Crystallographic parameters for CNCs obtained.

Sample Δdd  τ (nm)CI (%)
CNC-10.07824.77873.5
CNC-20.06855.42382.7

3.5. Thermogravimetric Analysis

Thermal analysis of the CNC was investigated, and Figure 5 shows the TGA profiles for RF and CNCs samples. All the samples present similar thermal behavior in agreement with reported studies [16,20]. The weight loss below 140–180 °C could be attributed to water evaporation; additionally, two degradation stages were evident around 230 and 350 °C. These findings indicate that the thermal stability of cellulose nanocrystals prepared by sulfuric acid hydrolysis were lower than those for the RF sample, this due to the great number of free end chains in CNC surface derived from the small particle size, those end chains regularly start to decompose at low temperature [47].
Figure 5

(a) TG and (b) DTG curves for the RF and CNCs obtained.

It is well known that there is a “size effect” of the nanometersized crystallites in the in-plane direction on the thermal conduction, and that the cellulose crystallites transport heat more effectively with increasing cross-sectional area, being this a dominant factor with respect to the in-plane thermal conductivity [48]. This collected information agrees with the results of this study where CNC-2 exhibited higher crystanility and crystallite size, and lower interplaner distance compared to CNC-1 samples (see Table 4).

4. Conclusions

Cellulose nanocrystals (CNC) were synthesized from industrial secondary products (Rejected Fiber-RF) by acid hydrolysis with sulphuric acid.
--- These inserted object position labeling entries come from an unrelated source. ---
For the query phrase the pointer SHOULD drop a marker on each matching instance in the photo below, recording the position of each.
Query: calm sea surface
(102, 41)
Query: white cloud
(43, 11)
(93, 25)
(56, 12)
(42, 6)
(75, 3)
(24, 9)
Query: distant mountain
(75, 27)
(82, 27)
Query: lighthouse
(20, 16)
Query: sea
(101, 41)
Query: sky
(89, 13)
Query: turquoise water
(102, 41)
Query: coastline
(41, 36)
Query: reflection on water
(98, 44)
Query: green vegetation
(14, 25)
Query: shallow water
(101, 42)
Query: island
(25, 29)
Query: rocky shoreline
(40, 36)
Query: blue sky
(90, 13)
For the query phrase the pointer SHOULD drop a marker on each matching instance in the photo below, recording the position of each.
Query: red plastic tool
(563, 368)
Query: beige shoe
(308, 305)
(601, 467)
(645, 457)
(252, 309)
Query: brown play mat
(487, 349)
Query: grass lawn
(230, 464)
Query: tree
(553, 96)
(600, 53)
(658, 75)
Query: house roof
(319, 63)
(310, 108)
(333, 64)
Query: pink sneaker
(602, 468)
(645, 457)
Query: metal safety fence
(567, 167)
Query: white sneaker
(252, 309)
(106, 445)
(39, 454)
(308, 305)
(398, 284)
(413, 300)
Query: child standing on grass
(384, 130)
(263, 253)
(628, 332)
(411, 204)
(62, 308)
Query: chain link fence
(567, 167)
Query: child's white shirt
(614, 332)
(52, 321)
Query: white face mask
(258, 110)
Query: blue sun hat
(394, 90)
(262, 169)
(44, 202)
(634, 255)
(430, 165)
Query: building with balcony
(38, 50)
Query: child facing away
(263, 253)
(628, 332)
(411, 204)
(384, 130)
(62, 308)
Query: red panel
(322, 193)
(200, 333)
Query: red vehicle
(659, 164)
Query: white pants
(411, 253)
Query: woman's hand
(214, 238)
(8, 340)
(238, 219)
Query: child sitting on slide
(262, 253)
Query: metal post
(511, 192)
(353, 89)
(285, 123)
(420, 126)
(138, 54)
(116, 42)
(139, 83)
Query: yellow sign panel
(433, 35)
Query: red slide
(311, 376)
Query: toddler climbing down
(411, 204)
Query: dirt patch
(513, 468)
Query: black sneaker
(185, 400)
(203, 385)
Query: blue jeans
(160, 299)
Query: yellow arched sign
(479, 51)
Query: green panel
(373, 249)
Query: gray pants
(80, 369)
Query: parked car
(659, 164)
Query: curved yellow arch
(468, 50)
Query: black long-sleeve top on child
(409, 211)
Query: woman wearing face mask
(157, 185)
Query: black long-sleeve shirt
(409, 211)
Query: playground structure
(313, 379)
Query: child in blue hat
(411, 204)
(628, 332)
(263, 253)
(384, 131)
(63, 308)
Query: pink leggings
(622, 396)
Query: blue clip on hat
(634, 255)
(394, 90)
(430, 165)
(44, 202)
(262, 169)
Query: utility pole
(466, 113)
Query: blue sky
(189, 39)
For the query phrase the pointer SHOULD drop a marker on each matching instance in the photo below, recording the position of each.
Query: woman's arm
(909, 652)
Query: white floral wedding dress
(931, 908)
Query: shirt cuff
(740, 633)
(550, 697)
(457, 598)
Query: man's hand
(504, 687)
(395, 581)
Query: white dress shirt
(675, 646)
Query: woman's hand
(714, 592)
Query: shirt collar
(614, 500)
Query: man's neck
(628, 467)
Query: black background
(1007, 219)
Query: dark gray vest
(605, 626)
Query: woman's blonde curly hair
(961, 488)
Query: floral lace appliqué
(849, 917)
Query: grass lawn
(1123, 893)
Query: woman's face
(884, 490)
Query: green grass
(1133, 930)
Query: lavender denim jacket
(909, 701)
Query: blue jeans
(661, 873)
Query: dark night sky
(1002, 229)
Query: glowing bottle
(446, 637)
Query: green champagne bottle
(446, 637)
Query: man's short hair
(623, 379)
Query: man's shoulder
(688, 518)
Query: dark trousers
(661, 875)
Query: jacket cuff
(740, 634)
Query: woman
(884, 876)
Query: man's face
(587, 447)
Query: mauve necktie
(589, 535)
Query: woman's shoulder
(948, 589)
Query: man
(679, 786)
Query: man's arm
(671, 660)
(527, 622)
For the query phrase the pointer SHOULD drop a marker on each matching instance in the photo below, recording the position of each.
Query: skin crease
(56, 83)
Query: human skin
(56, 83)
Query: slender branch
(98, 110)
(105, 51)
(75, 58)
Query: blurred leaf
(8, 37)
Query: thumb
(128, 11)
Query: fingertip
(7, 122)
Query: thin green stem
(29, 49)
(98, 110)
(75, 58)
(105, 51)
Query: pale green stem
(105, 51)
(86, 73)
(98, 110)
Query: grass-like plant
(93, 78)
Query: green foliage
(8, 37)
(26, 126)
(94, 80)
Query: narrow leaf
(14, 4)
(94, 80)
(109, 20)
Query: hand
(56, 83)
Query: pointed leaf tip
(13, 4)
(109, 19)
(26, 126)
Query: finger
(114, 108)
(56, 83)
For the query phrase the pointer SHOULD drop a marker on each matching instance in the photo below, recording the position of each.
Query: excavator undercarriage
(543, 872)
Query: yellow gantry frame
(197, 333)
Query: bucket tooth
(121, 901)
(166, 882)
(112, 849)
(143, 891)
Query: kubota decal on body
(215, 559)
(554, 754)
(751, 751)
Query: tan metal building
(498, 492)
The yield obtained and the method for its measurement was discussed in order to present a consistent methodology for CNC production and a proper characterization of it. The results obtained reinforce the value of the degree of sulfation as a valuable indicator of the performance of NCC yield by sulphuric hydrolysis, and demonstrate the feasibility of obtaining thoroughly characterized CNCs of well-defined structure using a kraft industry by-products. The properties of the crystallites of the CNCs obtained reveal an important potential for the RF as a source for the industrial production of CNCs, offering a product of high crystallinity and of similar characteristics to those from sources of higher cost, such as pine or eucalyptus wood.